Small changes, such as a slight increase in royalty levels, could be ordered by presidential decree and would be simple to put into effect. Far-reaching changes to the fiscal structure would be subject to a legal reform requiring congressional passage, which could take years. But it appears increasingly likely that Brazil will choose the latter route: at the end of September, a panel of several government ministers was preparing a report for President Luiz Inácio Lula da Silva recommending that the government seek to make profound changes to oil regulations.

That prospect worries private-sector investors. "It's not up to us to decide the model; but we want to boost our participation in Brazil, including in the pre-salt," Peter Voser, Shell's chief financial officer, told reporters at last month's conference in Rio de Janeiro. "We are hoping for a much closer relations with Petrobras."

The Brazilian Petroleum Institute, an industry group that represents foreign investors, has said private-sector oil companies are prepared to pay higher royalty levels on oil output, but that attempts to phase out the concession system or nationalise oil assets could deter upstream investment.

Lobão supports the creation of a fully state-owned entity to control future pre-salt discoveries, offering production-sharing contracts to companies that develop the fields. Lula has said Brazil should seek to "strengthen our beloved Petrobras and use Brazil's oil to eradicate poverty". He has also said that Brazil should never allow private investors to choose who runs Petrobras and that the country must boost spending on its navy, with the acquisition of a nuclear-powered submarine to protect its reserves.

An alternative to creating a second national oil company, according to government sources familiar with the panel discussions, would involve increasing the state's shareholding of Petrobras by adding large oil prospects that are, at present, under state control to Petrobras' books. Unlicensed areas include potentially valuable acreage contiguous to Tupi. It remains unknown how much of Petrobras the government wants under state ownership – beyond its existing 38% holding – although officials, including Lula, have said they would not seek to buy out private shareholders or delist the company from stock exchanges.

Any industry or government plan will have to address how Petrobras may raise the billions in capital it needs to carry out pre-salt oilfield development and foreign investors are eager to play a role.

There are, however, alternatives. For example, according to labour minister Carlos Lupi, Petrobras should raise funds by selling more shares to Brazilian workers, who should be allowed to tap their social security funds for the purpose. The last Petrobras share sale, in 2000, allowed foreigners to invest in the company's American Depositary Receipts, traded in New York. The sale was worth $4.1bn, but Petrobras' shares have risen more than sixfold since then.

Petrobras sees 1.3m b/d of new pre-salt oil by 2017

PETROBRAS and its partners say they can produce around 1.26m barrels a day (b/d) of light oil from Brazil's pre-salt reservoirs by 2017. At present, oil production – mostly composed of heavy oil from post-salt fields – amounts to 1.9m b/d.

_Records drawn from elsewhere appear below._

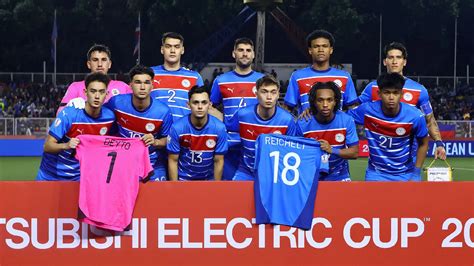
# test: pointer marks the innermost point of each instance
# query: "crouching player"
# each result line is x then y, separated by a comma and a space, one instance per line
334, 129
197, 142
58, 162
391, 128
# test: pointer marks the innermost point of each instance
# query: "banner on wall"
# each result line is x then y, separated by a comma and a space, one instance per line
212, 223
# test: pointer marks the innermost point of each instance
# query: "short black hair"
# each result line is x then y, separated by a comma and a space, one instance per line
97, 76
330, 85
395, 46
243, 40
172, 35
267, 80
320, 34
199, 89
390, 81
141, 69
99, 48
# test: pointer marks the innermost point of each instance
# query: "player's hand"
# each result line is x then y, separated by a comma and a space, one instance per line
77, 103
325, 146
148, 139
72, 143
306, 115
440, 153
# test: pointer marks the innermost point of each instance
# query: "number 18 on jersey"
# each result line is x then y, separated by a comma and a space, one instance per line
287, 172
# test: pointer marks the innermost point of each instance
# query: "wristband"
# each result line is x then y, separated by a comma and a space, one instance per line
439, 143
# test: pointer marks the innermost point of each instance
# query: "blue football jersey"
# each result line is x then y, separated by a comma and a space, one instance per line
156, 119
172, 87
285, 187
340, 133
250, 125
390, 139
197, 147
302, 80
70, 123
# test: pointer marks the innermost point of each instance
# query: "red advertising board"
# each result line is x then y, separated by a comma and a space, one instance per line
210, 223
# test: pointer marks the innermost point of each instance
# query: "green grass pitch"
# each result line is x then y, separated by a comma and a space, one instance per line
25, 168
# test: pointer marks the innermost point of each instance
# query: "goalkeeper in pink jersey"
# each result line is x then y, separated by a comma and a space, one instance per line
98, 60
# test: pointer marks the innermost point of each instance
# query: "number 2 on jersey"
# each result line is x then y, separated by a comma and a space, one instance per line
287, 167
113, 154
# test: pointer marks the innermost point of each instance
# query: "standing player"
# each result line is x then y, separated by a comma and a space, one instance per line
234, 90
391, 128
197, 142
58, 162
413, 92
262, 118
334, 129
99, 59
320, 47
141, 116
172, 81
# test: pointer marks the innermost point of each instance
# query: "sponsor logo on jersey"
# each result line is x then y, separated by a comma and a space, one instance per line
339, 137
338, 82
186, 83
400, 131
150, 127
210, 143
57, 122
103, 131
407, 96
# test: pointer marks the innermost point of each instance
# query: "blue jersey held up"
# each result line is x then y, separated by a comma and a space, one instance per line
340, 133
285, 187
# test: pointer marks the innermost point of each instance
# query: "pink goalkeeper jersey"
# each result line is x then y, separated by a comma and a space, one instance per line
111, 168
76, 90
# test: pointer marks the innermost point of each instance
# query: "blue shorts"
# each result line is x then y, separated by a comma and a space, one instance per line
374, 175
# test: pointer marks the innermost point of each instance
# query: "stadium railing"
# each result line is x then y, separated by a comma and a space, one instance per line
39, 127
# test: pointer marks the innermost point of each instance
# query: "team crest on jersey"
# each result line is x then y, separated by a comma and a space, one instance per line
325, 158
338, 83
340, 137
407, 96
57, 122
210, 143
150, 127
103, 131
186, 83
400, 131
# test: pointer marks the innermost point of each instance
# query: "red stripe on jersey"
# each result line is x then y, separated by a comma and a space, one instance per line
387, 128
335, 137
90, 129
408, 95
173, 82
138, 124
198, 143
306, 84
229, 90
252, 131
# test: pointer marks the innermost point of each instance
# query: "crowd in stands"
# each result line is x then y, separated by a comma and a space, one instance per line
26, 99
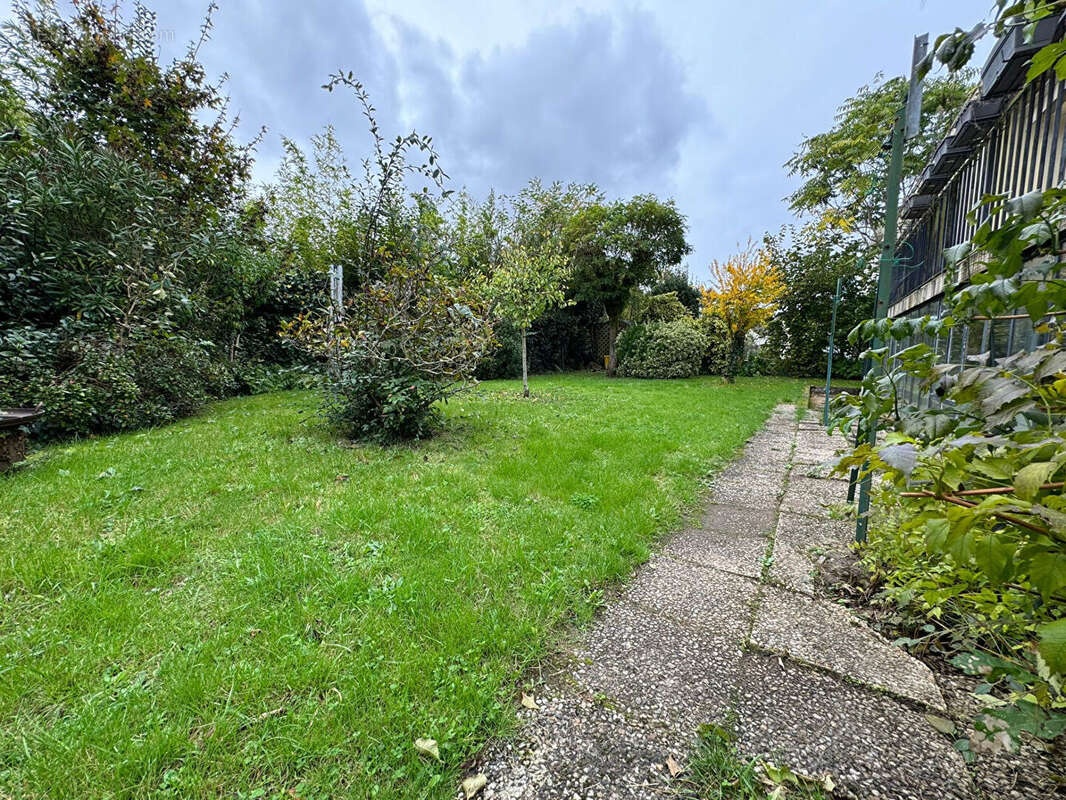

The plans call for Petrobras to install 11 pre-salt production systems by 2017, according to Jose Formigli, head of pre-salt development for Petrobras: eight would utilise floating production, storage and offloading facilities, each capable of producing around 120,000 b/d; and three pilot production systems may pump 100,000 b/d each. Although Petrobras is not sure which fields will be tapped first, Formigli told last month's Rio Oil & Gas conference, that the company is reasonably confident it can meet its production targets.

Commercial pre-salt production in Brazil will start at the Tupi field, a find shared by Petrobras (65%), BG Group (25%) and Galp Energia (10%); a 100,000 b/d pilot production system is scheduled to come on stream in December 2010.

Petrobras plans to provide more details on its pre-salt developments within two months, including production estimates and investment estimates through 2020, Formigli said. He added that Petrobras may eventually produce 120m cubic metres a day of gas from its pre-salt prospects.